Techniques to measure the effect of combined oral contraceptives (OCs) on glucose metabolism include the oral glucose tolerance test (OGTT) intravenous glucose tolerance test (IVGTT) and the euglycemic or hyperglycemic hyperinsulinemic clamp techniques. There is concern about OCs having possible diabetogenic effects. Studies using the OGTT tend to demonstrate that OCs alter carbohydrate metabolism with increased glucose intolerance.

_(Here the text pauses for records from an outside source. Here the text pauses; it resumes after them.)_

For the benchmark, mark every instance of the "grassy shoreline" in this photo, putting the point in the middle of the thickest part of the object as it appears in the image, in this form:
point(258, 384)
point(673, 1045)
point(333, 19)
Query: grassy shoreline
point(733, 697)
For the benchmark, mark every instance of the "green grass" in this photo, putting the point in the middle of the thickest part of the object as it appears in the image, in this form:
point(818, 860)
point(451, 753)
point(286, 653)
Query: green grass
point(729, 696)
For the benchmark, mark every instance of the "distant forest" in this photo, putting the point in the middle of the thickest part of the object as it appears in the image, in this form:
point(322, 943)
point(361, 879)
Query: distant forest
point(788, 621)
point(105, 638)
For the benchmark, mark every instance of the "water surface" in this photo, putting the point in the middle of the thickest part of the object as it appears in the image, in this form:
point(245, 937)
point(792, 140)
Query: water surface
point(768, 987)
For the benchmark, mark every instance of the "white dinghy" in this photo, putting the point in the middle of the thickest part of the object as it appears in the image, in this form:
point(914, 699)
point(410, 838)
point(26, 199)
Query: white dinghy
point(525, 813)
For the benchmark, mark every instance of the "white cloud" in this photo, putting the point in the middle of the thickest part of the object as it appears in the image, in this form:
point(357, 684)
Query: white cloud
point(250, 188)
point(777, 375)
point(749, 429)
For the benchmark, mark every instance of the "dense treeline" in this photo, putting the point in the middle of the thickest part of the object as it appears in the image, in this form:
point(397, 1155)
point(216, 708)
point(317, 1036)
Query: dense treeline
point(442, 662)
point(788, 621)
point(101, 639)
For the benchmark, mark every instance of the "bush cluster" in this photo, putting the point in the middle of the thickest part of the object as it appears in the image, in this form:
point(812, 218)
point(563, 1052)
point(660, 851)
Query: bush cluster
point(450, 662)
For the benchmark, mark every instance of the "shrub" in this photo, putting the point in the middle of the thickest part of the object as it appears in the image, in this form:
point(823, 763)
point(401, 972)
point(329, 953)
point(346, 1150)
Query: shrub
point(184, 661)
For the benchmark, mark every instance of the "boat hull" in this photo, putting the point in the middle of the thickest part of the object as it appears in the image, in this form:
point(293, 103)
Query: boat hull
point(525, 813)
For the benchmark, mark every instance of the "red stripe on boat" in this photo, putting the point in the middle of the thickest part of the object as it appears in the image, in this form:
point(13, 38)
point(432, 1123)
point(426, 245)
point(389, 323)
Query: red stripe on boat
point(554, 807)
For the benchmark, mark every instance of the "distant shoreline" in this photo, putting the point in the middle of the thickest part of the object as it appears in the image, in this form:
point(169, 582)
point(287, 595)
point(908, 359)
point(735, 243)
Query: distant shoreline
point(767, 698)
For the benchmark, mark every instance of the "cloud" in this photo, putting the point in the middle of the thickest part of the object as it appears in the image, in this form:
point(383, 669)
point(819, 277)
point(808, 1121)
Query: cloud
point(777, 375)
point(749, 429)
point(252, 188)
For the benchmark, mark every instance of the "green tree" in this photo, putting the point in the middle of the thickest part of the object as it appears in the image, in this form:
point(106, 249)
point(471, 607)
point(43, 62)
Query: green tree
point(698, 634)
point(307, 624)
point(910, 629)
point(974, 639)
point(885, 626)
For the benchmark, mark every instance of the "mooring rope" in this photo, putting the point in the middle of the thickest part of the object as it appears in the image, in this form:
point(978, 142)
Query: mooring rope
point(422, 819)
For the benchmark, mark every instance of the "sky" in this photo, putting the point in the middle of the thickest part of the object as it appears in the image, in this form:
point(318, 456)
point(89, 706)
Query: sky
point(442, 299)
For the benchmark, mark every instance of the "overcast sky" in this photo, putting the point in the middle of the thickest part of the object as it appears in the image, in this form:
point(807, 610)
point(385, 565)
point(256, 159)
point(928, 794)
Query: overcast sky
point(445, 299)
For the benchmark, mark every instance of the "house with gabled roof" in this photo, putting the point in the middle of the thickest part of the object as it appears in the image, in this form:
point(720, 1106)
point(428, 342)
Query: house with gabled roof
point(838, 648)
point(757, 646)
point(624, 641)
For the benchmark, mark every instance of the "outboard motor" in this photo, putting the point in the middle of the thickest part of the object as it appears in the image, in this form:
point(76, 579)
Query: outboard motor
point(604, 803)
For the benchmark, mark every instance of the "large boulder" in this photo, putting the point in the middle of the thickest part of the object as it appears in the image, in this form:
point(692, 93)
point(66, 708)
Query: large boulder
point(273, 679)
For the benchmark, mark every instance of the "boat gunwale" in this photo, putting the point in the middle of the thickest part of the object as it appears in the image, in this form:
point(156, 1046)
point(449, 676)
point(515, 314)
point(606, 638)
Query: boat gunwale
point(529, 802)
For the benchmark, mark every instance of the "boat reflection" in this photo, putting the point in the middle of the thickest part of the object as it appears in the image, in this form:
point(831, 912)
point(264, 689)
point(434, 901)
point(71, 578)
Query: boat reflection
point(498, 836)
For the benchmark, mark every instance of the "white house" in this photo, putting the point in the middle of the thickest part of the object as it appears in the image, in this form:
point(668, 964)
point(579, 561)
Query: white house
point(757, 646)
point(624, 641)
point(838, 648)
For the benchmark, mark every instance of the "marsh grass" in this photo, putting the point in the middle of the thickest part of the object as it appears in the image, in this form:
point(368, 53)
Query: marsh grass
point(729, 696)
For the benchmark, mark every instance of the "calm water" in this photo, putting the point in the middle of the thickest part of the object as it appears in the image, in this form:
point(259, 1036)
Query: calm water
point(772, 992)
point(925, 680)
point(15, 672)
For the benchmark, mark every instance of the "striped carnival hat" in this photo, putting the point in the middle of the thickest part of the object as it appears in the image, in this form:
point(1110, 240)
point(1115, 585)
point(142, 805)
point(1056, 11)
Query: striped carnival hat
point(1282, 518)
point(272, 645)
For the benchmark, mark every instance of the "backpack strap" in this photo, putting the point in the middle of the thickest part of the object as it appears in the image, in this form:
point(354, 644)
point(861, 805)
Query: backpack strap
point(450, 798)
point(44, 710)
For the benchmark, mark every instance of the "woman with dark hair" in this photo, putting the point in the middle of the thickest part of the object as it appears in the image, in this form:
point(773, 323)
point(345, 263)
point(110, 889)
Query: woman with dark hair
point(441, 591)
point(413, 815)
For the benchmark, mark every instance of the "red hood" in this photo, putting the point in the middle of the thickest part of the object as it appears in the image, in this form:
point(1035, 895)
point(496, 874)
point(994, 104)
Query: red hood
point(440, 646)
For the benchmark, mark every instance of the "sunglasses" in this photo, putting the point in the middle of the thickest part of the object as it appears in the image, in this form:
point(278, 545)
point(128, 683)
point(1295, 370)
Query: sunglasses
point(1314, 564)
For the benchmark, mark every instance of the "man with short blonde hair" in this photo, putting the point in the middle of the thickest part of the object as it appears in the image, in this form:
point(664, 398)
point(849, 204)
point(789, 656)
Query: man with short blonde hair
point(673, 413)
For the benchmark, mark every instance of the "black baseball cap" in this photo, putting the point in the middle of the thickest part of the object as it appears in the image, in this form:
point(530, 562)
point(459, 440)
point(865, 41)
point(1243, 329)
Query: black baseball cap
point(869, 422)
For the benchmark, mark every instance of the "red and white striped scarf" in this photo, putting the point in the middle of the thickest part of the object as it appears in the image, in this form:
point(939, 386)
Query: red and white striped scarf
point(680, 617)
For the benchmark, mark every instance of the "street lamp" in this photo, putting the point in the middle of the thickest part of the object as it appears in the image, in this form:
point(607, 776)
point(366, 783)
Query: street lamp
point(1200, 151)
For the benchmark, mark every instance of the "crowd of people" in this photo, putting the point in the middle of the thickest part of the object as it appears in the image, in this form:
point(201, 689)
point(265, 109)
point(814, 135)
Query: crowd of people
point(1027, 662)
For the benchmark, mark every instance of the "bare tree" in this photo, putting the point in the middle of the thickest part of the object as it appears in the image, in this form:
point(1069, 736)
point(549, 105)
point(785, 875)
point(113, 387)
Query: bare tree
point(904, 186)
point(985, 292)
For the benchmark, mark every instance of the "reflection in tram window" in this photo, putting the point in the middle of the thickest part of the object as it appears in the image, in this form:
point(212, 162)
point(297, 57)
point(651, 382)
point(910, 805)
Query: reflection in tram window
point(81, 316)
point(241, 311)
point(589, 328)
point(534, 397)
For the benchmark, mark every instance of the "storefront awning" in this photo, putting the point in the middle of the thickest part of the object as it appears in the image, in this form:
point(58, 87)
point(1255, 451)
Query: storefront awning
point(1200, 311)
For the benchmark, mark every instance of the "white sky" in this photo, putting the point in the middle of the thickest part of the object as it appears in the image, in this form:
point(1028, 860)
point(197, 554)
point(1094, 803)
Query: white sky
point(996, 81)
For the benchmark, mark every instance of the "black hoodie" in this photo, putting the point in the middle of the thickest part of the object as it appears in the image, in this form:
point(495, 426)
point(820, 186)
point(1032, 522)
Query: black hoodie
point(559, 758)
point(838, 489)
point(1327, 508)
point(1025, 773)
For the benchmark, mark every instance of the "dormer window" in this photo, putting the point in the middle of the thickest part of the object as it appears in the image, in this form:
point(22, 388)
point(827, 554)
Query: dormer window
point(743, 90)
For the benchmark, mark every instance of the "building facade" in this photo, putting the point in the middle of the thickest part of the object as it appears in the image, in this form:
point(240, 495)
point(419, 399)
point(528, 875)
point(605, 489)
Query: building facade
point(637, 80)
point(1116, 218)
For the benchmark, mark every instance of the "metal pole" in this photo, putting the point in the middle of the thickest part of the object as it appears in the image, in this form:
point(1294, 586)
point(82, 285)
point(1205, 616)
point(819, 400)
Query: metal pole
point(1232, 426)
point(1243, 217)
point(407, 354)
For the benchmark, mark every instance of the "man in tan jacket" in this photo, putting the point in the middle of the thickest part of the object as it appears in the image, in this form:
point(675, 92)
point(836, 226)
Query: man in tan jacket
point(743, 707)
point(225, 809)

The OCs that appear to have the greatest degree of glucose intolerance are those with estrogen doses greater than 50 mcg and those with levonorgestrel. During the OGTT levonorgestrel seems to effect the greatest degree of hyperinsulinema. In studies using the IVGTT levonorgestrel-associated OCs induced the greatest degree of insulin resistance (e.g. 2nd phase insulin increased by 60-90%) but did not change insulin half-life. Their glucose levels decrease more slowly after IVGTT increasing the stimulus of endogenous insulin secretion later in the test. The hyperglycemic hyperinsulinemic clamp examines pancreatic insulin secretion and glucose uptake under hyperglycemic hyperinsulinemic conditions. Euglycemic clamp studies show that OCs may be associated with a decrease in insulin sensitivity under euglycemic hyperinsulinemic conditions suggesting a possible postreceptor defect involving the insulin receptor. Women with insulin-dependent diabetes women with noninsulin-dependent diabetes and women with a past history of gestational diabetes may not be able to rise to an adequate hyperinsulinemic response to the increased glucose challenge during OC use and may have increases in the circulating plasma glucose and insulin levels.